Attempting to install from the 8.2-amd64 DVD ISO, burned to disk. I get as far as the sysinstaller main menu, then instantly get the "No disks found!" dialog box when I try to start any of the installs. Alt-F2 and Scroll-Lock get me to what look like probe results, which doesn't seem to have anything about the HDD or DVD, only the 4 removable-media devices, for which media cannot be found (correctly).

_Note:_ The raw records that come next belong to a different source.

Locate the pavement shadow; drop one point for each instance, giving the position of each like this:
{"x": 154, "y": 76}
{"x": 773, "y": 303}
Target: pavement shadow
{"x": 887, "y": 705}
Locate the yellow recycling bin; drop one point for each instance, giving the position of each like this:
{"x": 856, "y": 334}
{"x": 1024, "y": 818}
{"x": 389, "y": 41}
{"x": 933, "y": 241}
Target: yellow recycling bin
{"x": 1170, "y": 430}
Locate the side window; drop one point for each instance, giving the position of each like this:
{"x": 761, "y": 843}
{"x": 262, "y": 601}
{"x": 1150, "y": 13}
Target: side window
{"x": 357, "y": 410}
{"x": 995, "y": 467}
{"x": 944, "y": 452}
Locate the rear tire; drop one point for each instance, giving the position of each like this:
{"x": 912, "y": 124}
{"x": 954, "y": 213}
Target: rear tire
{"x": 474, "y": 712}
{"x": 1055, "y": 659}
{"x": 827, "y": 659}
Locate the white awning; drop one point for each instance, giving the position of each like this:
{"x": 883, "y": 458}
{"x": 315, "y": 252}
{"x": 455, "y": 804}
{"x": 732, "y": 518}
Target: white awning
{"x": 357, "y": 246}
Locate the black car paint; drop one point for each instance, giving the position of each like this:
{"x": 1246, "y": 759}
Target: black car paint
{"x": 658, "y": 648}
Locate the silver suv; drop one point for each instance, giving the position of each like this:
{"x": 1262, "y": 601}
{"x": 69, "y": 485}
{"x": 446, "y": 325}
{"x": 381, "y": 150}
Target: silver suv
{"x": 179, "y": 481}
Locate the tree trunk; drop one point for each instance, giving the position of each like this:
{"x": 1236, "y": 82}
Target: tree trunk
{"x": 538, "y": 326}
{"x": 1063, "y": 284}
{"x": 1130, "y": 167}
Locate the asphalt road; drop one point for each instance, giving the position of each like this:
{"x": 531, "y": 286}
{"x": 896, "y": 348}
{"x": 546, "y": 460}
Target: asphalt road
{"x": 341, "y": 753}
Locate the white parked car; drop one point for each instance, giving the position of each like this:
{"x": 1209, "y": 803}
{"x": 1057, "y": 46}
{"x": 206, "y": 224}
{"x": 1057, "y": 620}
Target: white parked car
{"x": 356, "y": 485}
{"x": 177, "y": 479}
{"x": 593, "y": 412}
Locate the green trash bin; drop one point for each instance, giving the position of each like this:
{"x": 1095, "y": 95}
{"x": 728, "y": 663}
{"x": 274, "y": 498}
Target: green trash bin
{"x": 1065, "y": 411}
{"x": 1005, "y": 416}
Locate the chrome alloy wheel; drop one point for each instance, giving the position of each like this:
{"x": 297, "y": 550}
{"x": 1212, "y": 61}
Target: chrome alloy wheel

Since I can't get the OS running, I don't have the output of *dmesg* to share. Setting the "Debugging" option in the Options Editor doesn't help; the problem has already happened by the time I can turn this option on. I've tried the "Re-scan Devices" option, which gets me the "Probing devices..." message, which has been showing for about an hour now (please define "a while").

The system is an HP desktop (p6709c), which has an Intel Core i5 2300 (4 cores), 4GB of DRAM, and an "Intel Cougar Point" chipset on its "Cleveland" (Pegatron) M/B. The "Intel Cougar Point" chipset provides the PCI bridge, the USB controller, the ISA bridge, the SMBus and the 6-port SATA AHCI controller.  The disk controller fronts a 1TB HDD and the DVD drive I'm using to boot FreeBSD from physical installation media.

No, it's not the "Cougar Point" chip bug.  The system came with Windows 7, and the first thing I did was reformat the disk and install Fedora 15 on it, which is working fine (but isn't what I need next). Having a working Fedora installation means (to me) my problem isn't broken hardware, and also means I can access the PCI bus and the HDD from another OS.

FreeBSD SVN commit 212193 to the stable-8 source tree back in Sep 2010 suggests this chipset is supported. I'm stumped on what to try next and would appreciate any suggestions...


----------



## murphstein (Jun 26, 2011)

Follow-up info...

The BIOS has the disk set for AHCI (not IDE, not RAID) mode.

The May 2011 FreeBSD 9.0-CURRENT amd64 image installs fine.


----------